PMD is a static‑code analysis tool that can output rule violations in several formats. In releases before version 7.22.0 the vbhtml and yahtml reporters inserted violation messages directly into the generated HTML without escaping them. If those reporters process data that contains malicious strings, the resulting report will include executable JavaScript that runs when a user opens the file in a browser. The primary impact is that an attacker who supplies crafted source code and is able to deliver the resulting report to a browser session can run arbitrary code with the privileges of the browser user. Affected systems are installations of PMD before 7.22.0 that use the legacy vbhtml or yahtml report formats. The default html format is not affected, and the legacy formats are rarely used in current environments. The vulnerability is identified as CWE‑79 (Cross‑Site Scripting).

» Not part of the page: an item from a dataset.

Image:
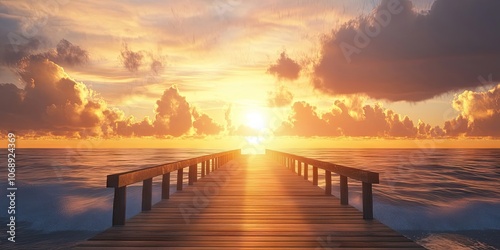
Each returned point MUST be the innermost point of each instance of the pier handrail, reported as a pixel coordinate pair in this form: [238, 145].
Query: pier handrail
[120, 181]
[366, 177]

PMD is a static code analysis tool provided by PMD. The vulnerability affects versions of PMD prior to 7.22.0 that generate code‑analysis reports using the legacy vbhtml or yahtml formats. The root of the issue is the unescaped inclusion of rule violation messages into the generated HTML; any PMD installation that uses these formats to process untrusted source code is at risk. The default html format is escaped and safe, so systems that use only the standard html report format are not impacted.

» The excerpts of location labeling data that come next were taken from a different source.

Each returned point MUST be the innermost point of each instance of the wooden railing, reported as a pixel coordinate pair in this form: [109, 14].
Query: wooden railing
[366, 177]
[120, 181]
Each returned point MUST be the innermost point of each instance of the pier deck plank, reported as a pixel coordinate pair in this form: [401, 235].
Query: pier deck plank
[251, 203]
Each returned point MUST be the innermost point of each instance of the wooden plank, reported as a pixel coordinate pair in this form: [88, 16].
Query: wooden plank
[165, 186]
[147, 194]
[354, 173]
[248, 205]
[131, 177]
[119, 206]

Exploitability is limited to a scenario where an attacker supplies malicious source code to PMD, leading the output report to contain executable JavaScript that runs when opened in a browser. The CVSS score of 6.8 indicates moderate severity, but the EPSS score below 1% and absence from the CISA KEV catalog suggest a low likelihood of widespread exploitation. The legacy vbhtml and yahtml reports are rarely used in contemporary environments, further constraining the attack surface. The impact remains significant for systems that still generate or distribute these outdated reports from untrusted code sources.